There’s something about a pleasant train ride (in this case Seattle to Portland) that frees up my mind, loosens the borders, and allows me to literally look into places I can’t see from a car or on foot. There are the usual bits and bobs of homeless encampments and the “no one will ever see this” mentality of tossing an old mattress and trash bags down the hillside.
This last trip was no exception. I observed that “affordable housing” is generally a stone’s throw from the tracks and wonder how long it takes to get used to the metallic roar and the ding, ding, ding of coming through? What, in the past, I would have mentally tagged as graffiti or defacing property in my bordered mind, I saw something completely different. With the freedom to think in new paradigms, if only for four hours, I saw the work of artists.
Since my train was going too fast or I was too slow on the cell phone camera to take a photo, I’ve picked a few images from the Internet that feel the most like what I saw. The “Keep on Truckin” graphic style was everywhere but boosted to a new level.
What I would have “tsked, tsked” about a few years ago I saw as art, great sweeping steel canvases that the abandoned train cars provided. I imagined what it must be like to bring your spray cans, loosen up your arm, and begin to lay down great arcs of color and meaning. Beautiful detailed depictions of rage, love, injustice, gang tags, humans with bulbous noses, Tweet-length observations, and birds in flight.
How wonderful to have an outdoor studio with all the space you need to make art. And if you run out of room, you simply move to the next train car or the underside of an overpass where there is enough primed graying surface to tell your story, whatever it is.
Since short naps is required of a smooth train ride past scenery I’ve now seen so many times going down and back from Seattle I closed my eyes and let some of the images—multi-lined, howling colors—play in my mind.
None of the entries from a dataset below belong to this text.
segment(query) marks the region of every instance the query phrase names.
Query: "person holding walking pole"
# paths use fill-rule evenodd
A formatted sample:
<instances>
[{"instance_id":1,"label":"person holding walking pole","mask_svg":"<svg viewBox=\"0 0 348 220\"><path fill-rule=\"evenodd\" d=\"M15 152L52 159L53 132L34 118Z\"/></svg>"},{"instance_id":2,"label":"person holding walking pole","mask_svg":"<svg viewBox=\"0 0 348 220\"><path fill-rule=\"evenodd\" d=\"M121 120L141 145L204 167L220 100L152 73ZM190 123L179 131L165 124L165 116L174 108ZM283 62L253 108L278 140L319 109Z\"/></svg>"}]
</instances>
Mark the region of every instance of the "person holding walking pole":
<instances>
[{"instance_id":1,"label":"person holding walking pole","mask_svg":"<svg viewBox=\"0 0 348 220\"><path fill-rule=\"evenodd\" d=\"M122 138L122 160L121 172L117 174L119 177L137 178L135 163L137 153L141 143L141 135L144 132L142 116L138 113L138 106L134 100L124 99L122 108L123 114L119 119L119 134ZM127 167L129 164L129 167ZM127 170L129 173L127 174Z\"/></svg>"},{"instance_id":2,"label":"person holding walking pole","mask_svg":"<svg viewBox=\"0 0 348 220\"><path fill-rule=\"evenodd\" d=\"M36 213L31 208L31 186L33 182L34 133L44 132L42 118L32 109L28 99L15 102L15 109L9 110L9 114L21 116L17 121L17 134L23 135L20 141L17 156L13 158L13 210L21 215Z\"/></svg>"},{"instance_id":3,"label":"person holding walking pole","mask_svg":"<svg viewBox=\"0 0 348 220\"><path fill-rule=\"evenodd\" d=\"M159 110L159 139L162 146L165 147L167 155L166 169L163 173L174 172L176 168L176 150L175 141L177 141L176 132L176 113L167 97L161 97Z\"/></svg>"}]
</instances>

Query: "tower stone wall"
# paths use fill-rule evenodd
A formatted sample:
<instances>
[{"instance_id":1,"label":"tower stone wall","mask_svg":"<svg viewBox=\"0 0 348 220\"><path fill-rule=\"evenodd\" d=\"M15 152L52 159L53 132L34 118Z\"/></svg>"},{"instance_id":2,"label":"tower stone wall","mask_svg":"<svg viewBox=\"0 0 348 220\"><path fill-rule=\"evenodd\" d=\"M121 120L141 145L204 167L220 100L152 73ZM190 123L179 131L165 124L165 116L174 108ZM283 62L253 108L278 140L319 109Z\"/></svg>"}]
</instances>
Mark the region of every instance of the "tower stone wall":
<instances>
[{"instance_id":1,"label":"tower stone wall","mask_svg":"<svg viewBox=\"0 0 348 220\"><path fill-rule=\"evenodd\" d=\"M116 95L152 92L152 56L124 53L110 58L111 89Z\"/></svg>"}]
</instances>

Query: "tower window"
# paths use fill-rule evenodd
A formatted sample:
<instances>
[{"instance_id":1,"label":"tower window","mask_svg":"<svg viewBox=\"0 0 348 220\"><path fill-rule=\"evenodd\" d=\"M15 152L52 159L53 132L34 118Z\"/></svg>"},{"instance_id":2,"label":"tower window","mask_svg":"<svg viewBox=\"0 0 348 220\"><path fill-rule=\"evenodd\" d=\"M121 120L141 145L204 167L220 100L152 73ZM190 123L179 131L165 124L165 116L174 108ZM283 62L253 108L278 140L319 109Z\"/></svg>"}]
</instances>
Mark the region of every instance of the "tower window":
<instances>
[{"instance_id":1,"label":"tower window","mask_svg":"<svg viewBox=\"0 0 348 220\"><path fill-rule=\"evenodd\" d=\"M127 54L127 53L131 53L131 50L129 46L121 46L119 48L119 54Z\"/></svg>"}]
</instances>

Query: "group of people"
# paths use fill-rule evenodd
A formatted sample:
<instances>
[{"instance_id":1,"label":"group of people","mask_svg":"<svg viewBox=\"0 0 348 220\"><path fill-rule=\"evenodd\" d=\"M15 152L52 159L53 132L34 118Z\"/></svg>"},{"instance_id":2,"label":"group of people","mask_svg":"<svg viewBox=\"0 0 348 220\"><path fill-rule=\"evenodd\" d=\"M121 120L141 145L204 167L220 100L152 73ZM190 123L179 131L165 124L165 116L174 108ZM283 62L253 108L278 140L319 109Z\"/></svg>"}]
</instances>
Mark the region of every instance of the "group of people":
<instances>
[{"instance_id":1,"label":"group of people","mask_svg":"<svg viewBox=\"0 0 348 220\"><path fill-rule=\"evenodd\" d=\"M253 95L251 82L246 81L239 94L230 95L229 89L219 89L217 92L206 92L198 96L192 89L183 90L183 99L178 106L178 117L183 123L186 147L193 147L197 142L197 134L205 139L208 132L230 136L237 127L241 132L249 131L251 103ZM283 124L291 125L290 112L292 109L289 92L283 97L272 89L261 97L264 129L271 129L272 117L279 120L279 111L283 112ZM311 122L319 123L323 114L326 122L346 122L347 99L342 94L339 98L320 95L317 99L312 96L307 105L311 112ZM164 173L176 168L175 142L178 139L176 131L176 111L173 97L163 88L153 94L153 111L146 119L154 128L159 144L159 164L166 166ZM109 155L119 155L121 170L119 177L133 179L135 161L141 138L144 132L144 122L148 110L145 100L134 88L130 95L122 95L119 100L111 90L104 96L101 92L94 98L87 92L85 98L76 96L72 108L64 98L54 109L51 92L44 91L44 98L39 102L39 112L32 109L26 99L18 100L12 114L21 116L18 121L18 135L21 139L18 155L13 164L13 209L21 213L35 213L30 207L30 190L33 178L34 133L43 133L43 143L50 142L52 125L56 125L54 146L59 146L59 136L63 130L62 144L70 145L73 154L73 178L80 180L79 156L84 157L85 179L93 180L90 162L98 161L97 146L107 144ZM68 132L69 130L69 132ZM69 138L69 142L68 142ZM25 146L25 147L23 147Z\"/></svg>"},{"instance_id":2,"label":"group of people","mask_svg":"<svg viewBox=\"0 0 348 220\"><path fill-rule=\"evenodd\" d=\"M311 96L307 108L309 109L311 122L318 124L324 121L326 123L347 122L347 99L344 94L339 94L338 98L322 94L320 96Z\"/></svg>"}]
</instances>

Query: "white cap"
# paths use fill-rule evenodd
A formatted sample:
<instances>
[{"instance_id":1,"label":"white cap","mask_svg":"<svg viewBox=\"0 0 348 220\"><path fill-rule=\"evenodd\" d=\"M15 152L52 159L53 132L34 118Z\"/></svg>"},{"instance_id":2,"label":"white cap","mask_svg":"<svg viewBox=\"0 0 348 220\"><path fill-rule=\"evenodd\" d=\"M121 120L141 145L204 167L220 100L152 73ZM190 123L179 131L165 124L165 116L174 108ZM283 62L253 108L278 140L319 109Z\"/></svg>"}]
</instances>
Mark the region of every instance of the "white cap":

What freedom from always coloring inside the lines of my childhood and too much of my life, and the rhythm of knit/purl of the cowl I was knitting to break up reading and gazing out the window.
If only I were brave enough to bring a satchel of spray cans down to the tracks, find a couple of waiting canvasses, not squirt myself in the face out of fear of the police or train personnel, and make big, fat, glorious art!